Ya lo dijo Brian Setzer- "Everything I love is from '59"- y la verdad es que no iba muy desencaminado. En 1959, una mágica conjunción estelar hizo que , entre otros, se grabaran "Kind Of Blue", "Giant Steps" y "Mingus Ah Um ". La madre de todas las revoluciones. Miles Davis, John Coltrane y Charlie Mingus sentando las bases definitivas como figuras innovadoras y totalmente libres dentro de los límites establecidos hasta el momento en el Jazz. Pero también en 1959 apareció "The Shape of Jazz to Come" de Ornette Coleman, uno de los trabajos más arriesgados y vanguardistas publicados hasta el momento que en muchas ocasiones es menospreciado cuando se compara con cualquiera de las obras maestras anteriormente citadas.
Esto se debe al hecho de que, en su mayor parte, incumple todas las normas estructurales consiguiendo sonar de una forma muy poco ortodoxa. Pero para eso están los innovadores. Para poner en cuestión toda norma establecida. La experimentación brilla en la estructura y el estilo convirtiéndolo en uno de los trabajos más originales de la historia del Jazz.
En el disco, junto al saxo alto de Coleman haciendo la función de catalizador, con total ausencia de piano como elemento clave para que exista evolución y, por qué no decir, la más absoluta experimentación, le acompañan Donald Cherry a la corneta, Charlie Haden al contrabajo y Billy Higgins a la batería.
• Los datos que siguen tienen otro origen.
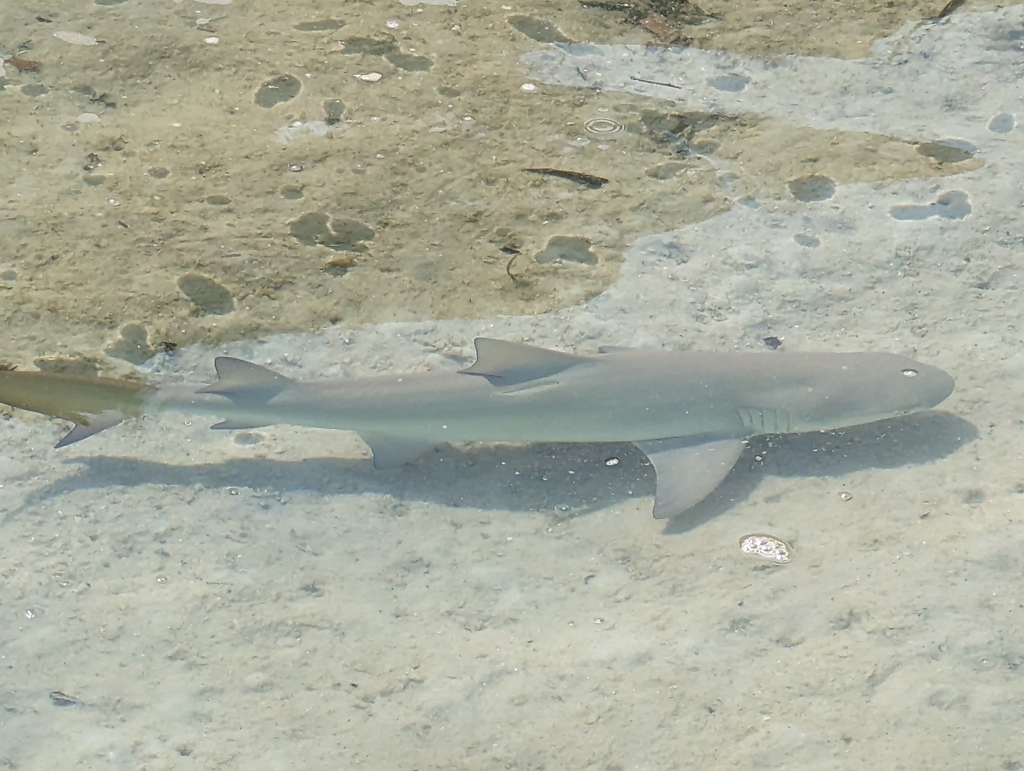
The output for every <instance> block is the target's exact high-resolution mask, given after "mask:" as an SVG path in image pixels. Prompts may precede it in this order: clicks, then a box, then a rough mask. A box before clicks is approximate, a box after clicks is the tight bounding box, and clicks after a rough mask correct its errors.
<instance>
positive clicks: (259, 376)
mask: <svg viewBox="0 0 1024 771" xmlns="http://www.w3.org/2000/svg"><path fill="white" fill-rule="evenodd" d="M213 366H214V367H216V368H217V382H216V383H212V384H210V385H208V386H207V387H206V388H201V389H200V390H199V393H214V394H216V395H218V396H227V397H228V398H229V399H244V400H249V401H267V400H269V399H271V398H273V397H274V396H276V395H278V394H279V393H281V391H282V390H284V389H285V388H286V387H287V386H288V385H289V384H290V383H291V382H292V380H291V379H290V378H286V377H285V376H284V375H279V374H278V373H275V372H273V371H272V370H267V369H266V368H265V367H260V366H259V365H254V363H252V362H251V361H245V360H243V359H241V358H232V357H231V356H217V358H216V359H214V361H213Z"/></svg>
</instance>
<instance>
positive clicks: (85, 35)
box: [53, 31, 96, 45]
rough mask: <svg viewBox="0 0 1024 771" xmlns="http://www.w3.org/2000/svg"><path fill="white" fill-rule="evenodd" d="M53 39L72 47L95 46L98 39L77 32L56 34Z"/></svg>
mask: <svg viewBox="0 0 1024 771" xmlns="http://www.w3.org/2000/svg"><path fill="white" fill-rule="evenodd" d="M53 37H55V38H56V39H57V40H62V41H63V42H66V43H71V44H72V45H95V44H96V39H95V38H92V37H89V36H88V35H82V34H80V33H77V32H62V31H61V32H55V33H53Z"/></svg>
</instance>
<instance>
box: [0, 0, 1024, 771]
mask: <svg viewBox="0 0 1024 771" xmlns="http://www.w3.org/2000/svg"><path fill="white" fill-rule="evenodd" d="M1022 20H1024V13H1022V10H1021V8H1020V6H1016V7H1012V8H1007V9H1004V10H1000V11H993V12H990V13H981V14H970V15H968V14H965V15H964V16H954V17H953V18H951V19H949V23H947V24H943V25H941V26H927V27H925V28H915V29H911V30H907V31H905V32H904V33H903V34H902V35H901V36H897V37H896V38H893V39H891V40H890V41H884V43H883V44H880V46H879V47H878V49H877V54H876V56H874V58H872V59H866V60H855V61H840V60H838V59H825V58H821V59H811V58H803V59H802V58H799V57H790V58H785V59H783V60H782V61H781V62H779V61H776V62H772V63H771V65H770V66H769V65H766V63H765V62H764V61H761V60H758V59H743V58H741V57H738V56H736V55H731V54H730V55H726V54H718V53H715V52H698V51H691V50H675V51H666V50H664V49H658V50H646V49H640V48H617V47H613V46H608V47H606V48H603V49H602V48H600V47H597V46H587V47H584V48H578V49H572V48H571V47H566V48H559V49H546V50H544V51H541V52H539V53H537V54H530V55H529V56H527V57H526V58H525V60H524V62H523V68H524V72H527V73H528V74H529V77H531V78H532V79H534V80H536V81H537V82H538V83H541V84H545V85H546V86H550V87H554V86H558V87H563V88H571V87H573V86H579V85H582V84H580V83H578V82H575V81H574V80H573V79H574V78H578V77H581V76H580V75H579V73H581V72H587V73H594V72H595V71H597V72H599V73H600V76H601V78H602V88H604V89H606V90H609V91H615V90H616V89H623V90H625V89H629V88H633V89H635V92H634V93H635V95H637V96H638V97H645V96H649V98H652V99H653V98H657V99H660V100H666V99H670V98H672V99H675V100H676V101H677V104H678V109H679V110H687V109H691V110H692V109H696V108H698V106H699V108H700V109H705V110H713V111H726V112H748V113H752V114H757V115H766V116H772V115H775V114H776V113H777V114H784V115H785V116H786V119H787V120H790V121H792V122H793V123H794V124H795V125H799V126H811V127H813V128H815V129H816V130H825V129H827V128H829V127H833V128H834V129H835V130H836V131H849V130H853V128H854V127H857V126H859V128H860V130H863V131H871V132H876V133H878V134H884V135H891V136H896V137H902V138H904V139H906V140H907V141H910V140H914V141H916V140H919V139H934V140H940V139H950V138H951V139H955V140H956V141H958V142H968V143H970V145H971V146H973V148H974V149H975V152H976V156H975V157H976V158H980V159H982V160H983V161H984V164H983V165H981V166H980V167H977V168H973V169H971V170H969V171H966V172H964V173H961V174H956V175H954V176H942V177H938V178H935V177H933V178H918V179H911V180H909V181H887V182H877V181H874V182H872V181H867V182H863V181H861V182H856V183H849V184H839V185H838V186H837V189H836V191H835V195H834V196H833V197H830V198H828V199H827V200H823V201H820V202H794V201H792V200H776V199H770V198H764V199H762V198H759V197H758V195H757V192H758V191H757V190H756V189H754V190H752V189H750V188H749V182H742V180H740V182H741V183H743V184H746V185H748V187H746V188H744V190H743V192H742V195H737V197H736V201H735V202H734V203H735V205H734V206H732V207H730V208H728V210H727V211H724V212H723V213H720V214H716V215H715V216H712V217H710V218H707V219H705V220H703V221H700V222H697V223H695V224H691V225H687V226H686V227H682V228H680V229H675V230H671V231H666V232H664V233H662V234H657V235H648V237H644V238H641V239H639V240H637V241H635V242H634V243H633V244H632V246H630V247H629V248H628V249H626V250H625V252H624V255H623V258H622V265H621V268H620V270H618V277H617V281H615V282H614V283H612V284H611V285H610V286H609V287H608V288H607V289H606V290H604V291H603V292H602V293H600V294H599V295H597V296H596V297H593V298H592V299H590V300H588V301H586V302H582V303H580V304H577V305H573V306H572V307H569V308H567V309H565V310H555V311H552V312H550V313H546V314H540V315H509V316H498V317H489V318H485V319H482V320H481V319H480V318H466V319H456V320H442V322H432V320H425V322H418V320H409V322H402V323H392V324H383V325H373V326H366V327H359V328H345V329H342V328H340V327H335V328H332V329H330V330H328V331H325V332H321V333H315V334H312V335H302V334H282V335H267V336H265V337H264V338H263V339H261V340H259V341H248V342H233V343H225V344H222V345H217V346H216V347H215V348H211V347H201V346H188V347H185V348H182V349H180V350H179V351H177V352H175V353H173V354H168V355H162V356H158V357H157V358H156V359H153V360H152V361H150V362H148V363H147V365H145V366H144V367H143V368H142V371H143V374H145V375H146V376H147V377H150V378H151V379H153V380H154V381H157V382H159V381H160V380H162V379H163V380H181V379H189V380H194V381H200V380H204V379H208V378H209V377H211V374H212V371H211V363H212V357H213V355H214V354H215V353H217V352H226V353H229V354H232V355H240V356H243V357H246V358H250V359H252V360H255V361H257V362H259V363H261V365H267V366H269V367H271V368H273V369H275V370H279V371H281V372H283V373H284V374H286V375H289V376H298V377H319V376H324V377H327V376H330V377H338V376H359V375H365V374H370V373H373V372H381V371H391V370H395V371H403V370H418V369H428V368H442V367H449V368H454V367H458V366H459V365H460V363H462V362H465V361H466V360H468V359H469V357H470V355H471V340H472V337H473V336H475V335H486V336H493V337H502V338H507V339H515V340H520V341H523V342H529V343H537V344H542V345H549V346H551V347H558V348H563V349H570V350H577V351H580V352H588V351H593V350H596V348H597V346H598V345H607V344H612V345H613V344H626V345H637V346H647V347H695V348H705V349H719V350H730V349H735V348H741V347H750V346H757V345H760V343H759V342H758V341H759V340H760V339H761V338H762V337H765V336H767V335H775V336H778V337H780V338H782V339H783V344H784V346H785V347H786V349H791V350H888V351H893V352H900V353H906V354H909V355H913V356H914V357H916V358H919V359H921V360H923V361H927V362H929V363H933V365H936V366H939V367H942V368H943V369H946V370H947V371H948V372H950V373H951V374H952V375H953V376H954V377H955V379H956V382H957V388H956V391H955V392H954V394H953V395H952V396H951V397H950V398H949V399H948V400H947V401H946V402H944V403H943V404H942V405H941V408H940V410H939V411H937V412H933V413H930V414H925V415H921V416H915V417H912V418H908V419H905V420H893V421H889V422H886V423H884V424H872V425H870V426H863V427H859V428H856V429H849V430H846V431H841V432H837V433H835V434H820V435H806V436H788V437H772V438H770V439H762V440H758V441H755V442H752V446H751V448H750V451H749V452H748V454H746V455H744V456H743V458H741V460H740V463H739V465H738V466H737V469H736V470H735V471H734V472H733V473H732V474H731V475H730V476H729V478H727V479H726V481H725V483H724V484H723V485H722V487H721V488H720V489H719V490H718V491H716V494H714V495H713V497H712V498H711V499H710V500H709V501H707V502H705V503H702V504H701V505H700V506H698V507H697V509H695V510H693V511H691V512H689V513H688V514H686V515H684V517H681V518H678V519H675V520H671V521H669V522H658V521H655V520H653V519H652V518H651V516H650V508H651V496H652V492H653V478H652V474H651V471H650V469H649V467H648V466H647V465H646V462H645V460H644V459H643V457H642V456H641V455H640V454H639V453H637V452H636V451H635V449H633V448H632V447H630V446H628V445H579V446H570V445H557V446H553V445H537V446H528V447H509V446H486V447H483V446H481V447H458V448H453V447H440V448H438V449H437V451H435V452H432V453H429V454H428V455H426V456H425V457H423V458H422V459H420V460H419V461H418V462H417V463H415V464H413V465H412V466H410V467H408V468H404V469H401V470H395V471H389V472H376V471H374V470H373V469H372V467H371V465H370V462H369V460H368V453H367V451H366V447H365V446H362V444H361V443H360V442H359V441H358V440H357V439H356V438H355V437H353V436H350V435H348V434H344V433H340V432H318V431H298V430H291V429H284V428H267V429H258V430H254V431H249V432H245V433H240V434H230V433H222V432H211V431H208V430H206V427H205V425H199V424H198V423H197V424H195V425H193V424H191V423H190V421H188V420H186V419H182V418H180V417H164V418H159V419H153V420H143V421H142V422H141V423H140V424H137V425H134V426H132V425H126V426H122V427H119V428H116V429H113V430H111V431H108V432H105V433H103V434H101V435H99V436H97V437H95V438H92V439H90V440H88V441H87V442H85V443H82V444H76V445H74V446H72V447H70V448H66V449H63V451H52V449H49V447H50V446H51V445H52V443H53V442H54V441H55V439H56V438H57V437H58V436H59V435H60V429H59V427H57V426H55V425H52V424H51V423H48V422H46V421H43V420H37V419H34V418H31V417H27V416H26V415H24V414H18V415H16V416H15V417H14V419H11V420H6V421H4V422H3V423H0V446H2V447H3V452H2V455H0V479H2V482H3V486H2V489H0V494H2V499H0V500H2V517H3V519H2V530H0V532H2V538H0V576H2V584H0V614H2V618H3V623H2V625H0V672H2V677H0V705H2V712H0V767H6V768H10V769H35V768H66V767H73V766H81V767H87V768H88V767H100V766H106V767H112V768H152V769H160V768H167V769H171V768H191V767H199V768H225V767H228V768H233V767H238V766H242V765H248V766H253V767H258V768H282V769H284V768H300V767H301V768H322V767H330V768H336V767H339V766H340V767H345V768H348V767H352V766H356V765H365V766H367V767H372V768H384V769H391V768H401V769H426V768H437V769H440V768H465V769H476V768H487V769H493V768H516V769H539V768H595V769H629V768H639V769H667V768H679V769H683V768H686V769H690V768H725V767H730V768H772V769H777V768H808V767H813V768H822V769H829V768H837V769H840V768H854V767H857V768H859V767H863V766H866V765H870V766H873V767H879V766H883V767H886V768H900V767H905V768H962V769H979V770H980V769H991V768H1005V769H1015V768H1020V765H1021V764H1022V763H1024V753H1022V751H1021V746H1022V744H1021V741H1020V725H1022V723H1024V680H1022V677H1024V645H1022V644H1021V643H1020V641H1021V640H1022V639H1024V629H1022V624H1024V623H1022V618H1024V601H1022V599H1021V593H1020V585H1021V579H1022V571H1024V568H1022V559H1021V553H1022V546H1021V545H1022V544H1024V514H1022V495H1024V482H1022V477H1021V471H1020V469H1021V445H1022V439H1024V437H1022V434H1021V430H1022V415H1021V410H1020V404H1021V403H1024V379H1022V375H1024V360H1022V357H1021V354H1020V346H1021V333H1020V310H1019V308H1020V304H1019V302H1018V299H1019V297H1018V294H1019V287H1020V279H1019V276H1020V273H1021V270H1022V269H1024V247H1022V242H1021V238H1020V234H1019V232H1020V226H1019V225H1020V210H1021V205H1022V200H1024V192H1022V185H1021V180H1022V179H1024V173H1022V169H1021V159H1022V158H1024V153H1022V149H1024V134H1022V132H1021V130H1020V128H1019V125H1018V124H1017V123H1016V121H1017V120H1018V119H1019V118H1020V115H1021V111H1022V106H1021V102H1020V80H1019V77H1020V68H1019V56H1020V51H1019V50H1018V49H1017V48H1015V47H1014V41H1019V40H1020V37H1019V31H1020V29H1021V28H1022ZM1014 35H1018V37H1014ZM887 46H888V48H887ZM631 57H632V58H631ZM616 62H617V63H616ZM716 69H718V70H721V71H723V72H725V71H728V72H729V73H731V74H732V75H735V76H737V77H740V78H745V79H746V81H748V82H746V85H745V86H744V88H743V89H741V90H740V91H737V92H721V91H718V92H715V91H714V89H712V90H709V88H710V87H709V86H708V85H707V83H708V78H709V73H713V72H714V71H715V70H716ZM638 71H640V72H644V73H648V74H650V75H651V77H650V79H651V80H658V81H664V82H670V80H671V81H672V82H673V83H675V84H676V85H679V84H686V85H687V86H688V88H687V89H686V94H685V95H684V94H681V93H677V91H679V90H680V89H675V90H671V91H665V92H657V93H656V94H654V95H650V94H649V89H650V88H655V87H653V86H650V85H648V84H642V83H639V82H636V81H631V80H630V77H631V75H632V74H635V73H636V72H638ZM588 77H589V76H588ZM926 87H927V89H931V90H930V91H928V90H927V89H926ZM663 88H664V87H663ZM840 95H841V96H842V98H840ZM954 108H955V109H954ZM1000 116H1010V124H1009V125H1010V129H1009V130H1007V131H1002V128H1005V127H1006V126H1007V125H1008V124H1007V120H1006V119H1001V120H1000V121H998V122H996V121H995V119H996V118H999V117H1000ZM950 201H951V202H953V204H950V203H949V202H950ZM943 202H945V203H943ZM956 202H958V203H956ZM950 206H952V207H953V208H951V209H950ZM914 207H916V208H918V209H920V212H919V213H920V216H916V215H914V216H910V217H907V216H903V215H905V214H906V212H907V211H910V210H912V209H913V208H914ZM965 207H966V209H965ZM765 355H771V354H770V353H768V352H766V353H765ZM612 458H613V459H617V460H618V463H614V464H610V465H609V464H608V463H607V461H608V460H609V459H612ZM759 531H760V532H767V533H771V534H773V536H775V537H777V538H780V539H783V540H785V541H786V542H788V543H790V544H791V545H792V546H793V549H794V559H793V561H792V562H790V563H787V564H784V565H775V564H769V563H765V562H760V561H758V560H756V559H753V558H752V557H750V556H749V555H744V554H742V553H741V551H740V550H739V544H738V542H739V539H740V538H741V537H742V536H744V534H746V533H750V532H759Z"/></svg>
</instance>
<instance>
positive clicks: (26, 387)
mask: <svg viewBox="0 0 1024 771" xmlns="http://www.w3.org/2000/svg"><path fill="white" fill-rule="evenodd" d="M150 390H151V389H150V387H148V386H146V385H145V384H143V383H133V382H131V381H126V380H113V379H111V378H91V377H79V376H73V375H53V374H50V373H45V372H0V402H3V403H4V404H9V405H10V406H13V408H17V409H18V410H28V411H30V412H33V413H39V414H40V415H48V416H50V417H52V418H61V419H63V420H68V421H71V422H72V423H74V424H75V427H74V428H73V429H72V430H71V431H70V432H69V433H68V434H67V435H66V436H65V437H63V438H62V439H60V441H59V442H57V446H58V447H63V446H67V445H68V444H74V443H75V442H76V441H81V440H82V439H84V438H86V437H87V436H92V434H94V433H98V432H99V431H102V430H103V429H104V428H110V427H111V426H116V425H117V424H118V423H120V422H121V421H123V420H124V419H125V418H130V417H137V416H138V415H139V413H140V412H141V410H142V401H143V399H144V397H145V395H146V394H147V393H148V392H150Z"/></svg>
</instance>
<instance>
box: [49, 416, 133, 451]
mask: <svg viewBox="0 0 1024 771" xmlns="http://www.w3.org/2000/svg"><path fill="white" fill-rule="evenodd" d="M124 419H125V417H124V415H122V414H121V413H119V412H117V411H116V410H109V411H108V412H105V413H100V414H99V415H90V416H89V418H88V422H85V421H86V419H85V418H83V419H82V421H81V422H76V423H75V428H73V429H72V430H71V431H69V432H68V433H66V434H65V435H63V438H62V439H60V441H58V442H57V443H56V444H54V445H53V446H54V447H67V446H68V445H69V444H74V443H75V442H76V441H82V439H87V438H88V437H90V436H92V435H93V434H98V433H99V432H100V431H102V430H103V429H104V428H110V427H111V426H116V425H118V424H119V423H120V422H121V421H123V420H124Z"/></svg>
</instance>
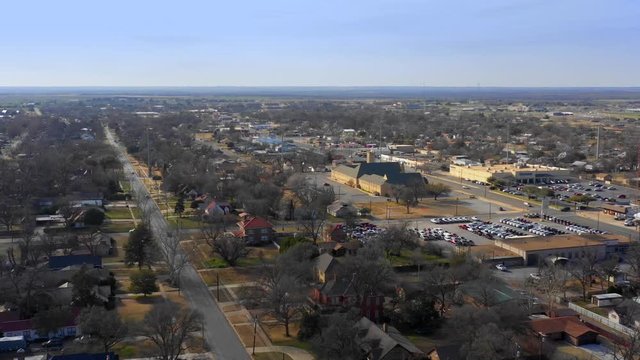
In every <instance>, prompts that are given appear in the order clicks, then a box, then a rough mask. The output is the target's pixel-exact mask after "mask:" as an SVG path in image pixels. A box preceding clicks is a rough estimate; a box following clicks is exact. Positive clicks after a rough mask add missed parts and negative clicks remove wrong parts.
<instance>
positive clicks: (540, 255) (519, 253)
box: [495, 234, 630, 266]
mask: <svg viewBox="0 0 640 360" xmlns="http://www.w3.org/2000/svg"><path fill="white" fill-rule="evenodd" d="M629 243H630V240H629V239H628V238H625V237H623V236H620V235H596V234H590V235H575V234H571V235H555V236H538V237H525V238H517V239H504V240H496V241H495V245H496V246H498V247H500V248H503V249H505V250H509V251H511V252H513V253H515V254H517V255H518V256H521V257H522V258H523V259H524V263H525V264H526V265H529V266H535V265H538V264H539V263H540V262H542V261H545V259H547V258H555V259H558V258H564V259H567V260H572V259H576V258H583V257H586V256H595V258H596V259H598V260H603V259H605V258H607V257H609V256H611V255H613V254H621V253H624V252H625V251H626V249H627V248H628V247H629Z"/></svg>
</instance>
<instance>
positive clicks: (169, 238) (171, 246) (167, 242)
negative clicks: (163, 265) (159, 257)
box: [160, 222, 189, 285]
mask: <svg viewBox="0 0 640 360" xmlns="http://www.w3.org/2000/svg"><path fill="white" fill-rule="evenodd" d="M178 224H179V222H178ZM180 238H181V230H180V226H178V229H177V230H176V231H175V233H174V234H171V235H170V236H167V237H165V238H164V240H163V245H162V250H164V251H162V250H161V251H160V254H161V255H162V257H163V259H164V262H165V265H167V268H168V270H169V283H171V284H173V285H179V280H180V274H181V273H182V270H184V268H185V266H187V264H188V263H189V259H187V257H186V256H185V255H184V254H183V252H182V251H181V248H180Z"/></svg>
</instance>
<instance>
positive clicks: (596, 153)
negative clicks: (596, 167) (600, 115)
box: [596, 125, 600, 160]
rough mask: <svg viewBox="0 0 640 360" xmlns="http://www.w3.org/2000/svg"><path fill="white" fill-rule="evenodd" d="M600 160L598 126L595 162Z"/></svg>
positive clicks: (599, 130) (598, 128)
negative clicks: (598, 160) (596, 160)
mask: <svg viewBox="0 0 640 360" xmlns="http://www.w3.org/2000/svg"><path fill="white" fill-rule="evenodd" d="M598 159H600V125H598V138H597V139H596V160H598Z"/></svg>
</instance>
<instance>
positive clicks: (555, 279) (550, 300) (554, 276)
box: [536, 265, 566, 313]
mask: <svg viewBox="0 0 640 360" xmlns="http://www.w3.org/2000/svg"><path fill="white" fill-rule="evenodd" d="M563 273H566V271H565V269H562V268H560V266H559V265H549V266H546V267H543V268H541V269H540V279H539V280H537V283H536V288H537V289H538V291H540V292H541V293H542V294H543V295H544V296H545V298H546V300H547V311H548V312H549V313H551V312H552V311H553V305H554V304H555V302H556V299H557V297H558V295H559V294H560V293H561V292H562V291H564V289H565V288H566V277H565V276H563Z"/></svg>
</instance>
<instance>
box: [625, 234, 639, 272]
mask: <svg viewBox="0 0 640 360" xmlns="http://www.w3.org/2000/svg"><path fill="white" fill-rule="evenodd" d="M625 261H626V263H627V264H629V268H630V269H631V271H632V274H633V277H634V278H635V279H640V243H639V242H632V243H631V244H630V245H629V249H628V250H627V253H626V255H625Z"/></svg>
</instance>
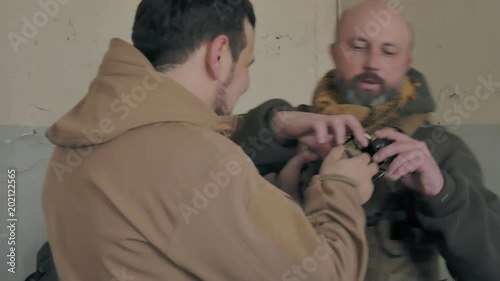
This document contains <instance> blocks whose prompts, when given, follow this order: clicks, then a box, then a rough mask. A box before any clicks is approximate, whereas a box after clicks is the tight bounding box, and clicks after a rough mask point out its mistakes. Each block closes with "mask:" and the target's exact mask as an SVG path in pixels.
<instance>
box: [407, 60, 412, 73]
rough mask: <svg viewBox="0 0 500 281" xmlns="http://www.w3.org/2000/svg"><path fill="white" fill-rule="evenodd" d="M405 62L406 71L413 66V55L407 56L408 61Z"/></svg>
mask: <svg viewBox="0 0 500 281" xmlns="http://www.w3.org/2000/svg"><path fill="white" fill-rule="evenodd" d="M406 63H407V65H406V71H410V69H411V68H412V67H413V57H408V61H407V62H406Z"/></svg>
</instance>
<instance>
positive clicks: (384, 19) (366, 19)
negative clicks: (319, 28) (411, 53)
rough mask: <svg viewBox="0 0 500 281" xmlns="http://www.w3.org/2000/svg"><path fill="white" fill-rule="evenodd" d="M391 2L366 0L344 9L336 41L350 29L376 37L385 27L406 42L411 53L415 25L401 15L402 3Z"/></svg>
mask: <svg viewBox="0 0 500 281" xmlns="http://www.w3.org/2000/svg"><path fill="white" fill-rule="evenodd" d="M389 2H390V3H389V4H388V3H386V2H385V1H383V0H365V1H363V2H361V3H359V4H358V5H356V6H354V7H352V8H350V9H348V10H346V11H344V12H343V13H342V15H341V17H340V19H339V21H338V23H337V27H336V32H335V41H336V42H339V41H341V40H342V36H343V35H344V34H345V33H346V32H349V31H351V32H352V31H354V32H357V33H362V34H363V35H367V36H368V37H375V36H377V35H379V34H377V33H382V32H383V31H384V30H383V29H385V31H386V33H392V34H393V35H394V36H398V37H399V38H400V39H401V41H402V42H401V43H406V44H403V46H402V47H407V48H408V53H409V54H411V53H412V52H413V49H414V44H415V43H414V42H415V34H414V30H413V26H412V24H411V23H409V22H408V21H407V20H406V19H405V18H404V17H403V16H402V15H401V11H402V9H403V7H402V6H401V3H400V2H399V1H389ZM404 41H406V42H404Z"/></svg>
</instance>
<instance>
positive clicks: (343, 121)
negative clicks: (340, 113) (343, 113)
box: [328, 116, 347, 144]
mask: <svg viewBox="0 0 500 281" xmlns="http://www.w3.org/2000/svg"><path fill="white" fill-rule="evenodd" d="M328 123H329V125H330V126H331V129H332V131H333V132H332V133H333V135H334V136H335V143H336V144H343V143H344V140H345V134H346V130H347V129H346V124H345V122H344V121H343V120H342V119H341V117H339V116H334V117H333V118H330V119H329V120H328Z"/></svg>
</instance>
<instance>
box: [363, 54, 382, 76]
mask: <svg viewBox="0 0 500 281" xmlns="http://www.w3.org/2000/svg"><path fill="white" fill-rule="evenodd" d="M379 69H380V54H379V53H378V52H376V51H375V50H373V49H368V51H367V52H366V59H365V70H367V71H377V70H379Z"/></svg>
Tomando como punto de partida las melodías desenfocadas junto a la descompasada libertad de los músicos y los ritmos vertiginosos, "The Shape of Jazz to Come" definió el concepto de Free-Jazz que aún estaba por llegar.
La huella sonora por excelencia de un visionario que en su momento fue tratado de loco pero que con el paso de los años se ha revelado como uno de los álbumes fundamentales en la historia de la música. Así es "The Shape of Jazz to Come", la obra cumbre de Ornette Coleman. El músico que una vez fue injustamente acusado de asesinar el Jazz. El jefe de toda una revolución.